Victor rolls his eyes. “Why do you assume there’s nothing I can do out of the goodness of my heart?”
“It’s not that. It’s that you’re not the trusting type. You’re the type who likes to see things done yourself. Why would you offer to stay behind and leave everything in my hands?”
Victor groans, wiping his slick hair from his forehead. I really wish he wouldn’t do that while he’s cooking. At home, the cooks with hair that long would have been required to pin it back.
“When we catch Tink, we need her to cooperate, right? If we want to get information out of her?” asks Victor.
“And?”
“Well, that’s going to be a bit problematic if I’m around.”
I narrow my eyes. “And why is that?”
Again, Victor runs his hands through his hair. I guarantee he’s not going to wash them before touching the food. “Because Thomas and I used to make a sport of hunting her.”
I snort. “Excellent.”
“Yeah, well, nothing that can be done about it now.”
“When you say hunt—”
“I mean, we used to track her down and blow darts into her wings.”
I don’t much like Tink after what she did to Wendy, but the thought of darts puncturing her wings makes me a tad sick.
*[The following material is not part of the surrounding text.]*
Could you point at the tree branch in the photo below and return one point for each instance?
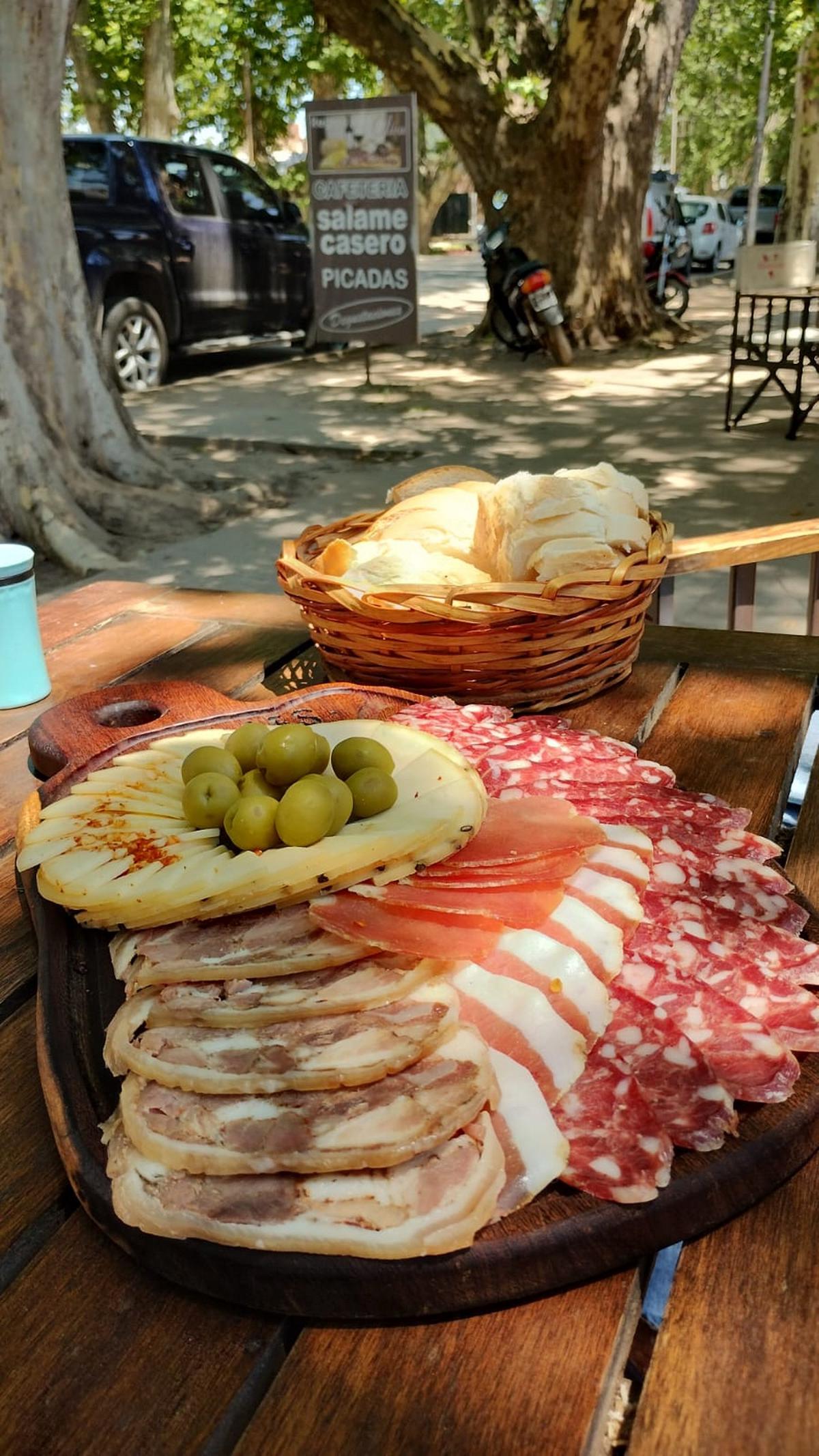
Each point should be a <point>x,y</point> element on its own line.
<point>510,37</point>
<point>416,57</point>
Victor’s no longer looking at me. He’s just staring at a knot on the countertop like it’s the most interesting thing he’s ever seen. “Like I said. Can’t go back and change it now.”
“And you think I’m going to let you watch Michael after admitting that?”
Victor whips his head toward me. His face is red, and not from the heat of the stove. For a moment, I think he might yell at me, but he must swallow it because he says, “I wouldn’t let anything happen to your brother, okay?”
Despite all rationality, I believe him.
“Michael’s not always easy to watch,” I warn.
“I’ll manage.”
I glance at my brother, then back at Victor. There’s an earnestness in Victor’s eyes I haven’t often seen. He might be rough around the edges, but he isn’t cruel, and he hurts for the loss of his brother.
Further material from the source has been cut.